My husband, watching from a comfortable distance, is alarmed by Mahood’s scream. He’s used to seeing strange dogs and cats, pigs and chickens, horses, and even an octopus, relax to my touch. But I am not surprised at all by Mahood’s reaction. Hawks, as I now know well, are different.
My falconry instructor, Nancy Cowan, made this clear from the start: A hawk does not want you to touch it. It does not want to be petted. Ever. Not even a hawk you have raised from a hatchling and fed from your hand. Eventually, some hawks will, under certain circumstances, consent to your touch--but they don’t like it. A single mistake handling a raptor, even one you know well, may provoke it to bite you, stab its talons into your flesh, or both.
Sometimes a hawk you’ve worked with for months or even years will attack. Henry’s previous hawk, a big female redtail, Mary, one day flew out of a tree and, instead of landing on his glove, strafed his ear, slicing through the cartilage with her outstretched talons. The upper part of his ear flopped over like a Labrador’s. (Emergency room doctors braced it so it would heal upright again.) Why? We never knew. (My husband sent me out with a hard hat the next time I flew her with Henry--but I left it behind, because many hawks dislike hats and scream at you till you take it off.)
Hawks do not play by our rules. You can never assume that a hawk, even one you raised from a chick, will forgive your mistakes--sometimes a single error ruptures the relationship forever. A hawk will not come to your rescue if you’re in trouble. A hawk will not comfort you if you are sad. What a falconry hawk will do, if you do everything right, is allow you to be their hunting partner—“the junior partner,” Nancy is quick to point out, for the hawk, with its exquisite vision and lightening responses, is always the superior hunter.
“It’s a funny kind of relationship you have with a hawk,” Henry tells me weeks later. We are walking through the forest, and Mahood is keeping pace with us, flying overhead, then perching on tree limbs, looking down and keeping track of us below, what falconers call “following on.” Mahood is still immature, and Henry is well aware of the responsibility he bears for nurturing this young soul. But what is the nature of the bond you can share with a raptor?

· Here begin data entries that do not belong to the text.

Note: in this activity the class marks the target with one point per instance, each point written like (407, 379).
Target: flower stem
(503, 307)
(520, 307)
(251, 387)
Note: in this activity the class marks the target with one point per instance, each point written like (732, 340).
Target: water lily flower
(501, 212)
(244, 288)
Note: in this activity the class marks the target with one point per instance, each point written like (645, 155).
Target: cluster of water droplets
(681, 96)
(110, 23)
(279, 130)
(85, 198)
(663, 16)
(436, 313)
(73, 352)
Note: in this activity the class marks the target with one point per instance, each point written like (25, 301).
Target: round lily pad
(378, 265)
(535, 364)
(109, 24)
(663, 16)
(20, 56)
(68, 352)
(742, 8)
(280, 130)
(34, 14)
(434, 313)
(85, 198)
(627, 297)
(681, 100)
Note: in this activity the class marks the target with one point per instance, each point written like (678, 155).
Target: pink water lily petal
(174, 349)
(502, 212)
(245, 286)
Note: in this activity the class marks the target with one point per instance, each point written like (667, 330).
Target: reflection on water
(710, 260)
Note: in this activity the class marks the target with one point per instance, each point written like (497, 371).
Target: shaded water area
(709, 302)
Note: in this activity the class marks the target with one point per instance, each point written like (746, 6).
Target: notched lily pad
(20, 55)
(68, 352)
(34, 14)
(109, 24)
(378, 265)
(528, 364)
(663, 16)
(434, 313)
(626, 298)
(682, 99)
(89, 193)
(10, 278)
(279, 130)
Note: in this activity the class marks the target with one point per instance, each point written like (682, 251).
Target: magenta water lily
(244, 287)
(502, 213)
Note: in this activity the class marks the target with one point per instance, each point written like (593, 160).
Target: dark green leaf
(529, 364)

“It’s confusing,” says Henry. “It’s love, but all mixed up with nerves and hunger and the hunt. Humans love trying to keep up with superhuman things. It’s not like any other relationship you have with anyone else.”
If you do everything right, a hawk will allow you to act as its servant. And for this, the falconer is profoundly grateful.

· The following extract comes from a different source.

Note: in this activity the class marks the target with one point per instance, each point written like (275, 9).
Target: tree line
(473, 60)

The birds of prey preserve an ancient, primal wildness, conserved in their kind since the beginning of the world. And it’s exactly for this reason that, more than a decade after my first experiences with falconry, which I will share in the following pages, I still come back for more. I am still learning.
Today, the birds I first flew with Nancy are gone, but I have come to know their successors, and enjoy flying them with her. I’m thrilled Mahood is living on our street and plan to join Henry flying him often. And I am always looking overhead for raptors, listening for the wild and savage sound of their voices.
I am drawn, and expect I ever will be, to the company of hawks--to be bathed, like a baptism, in the presence of their fierce, wild glory.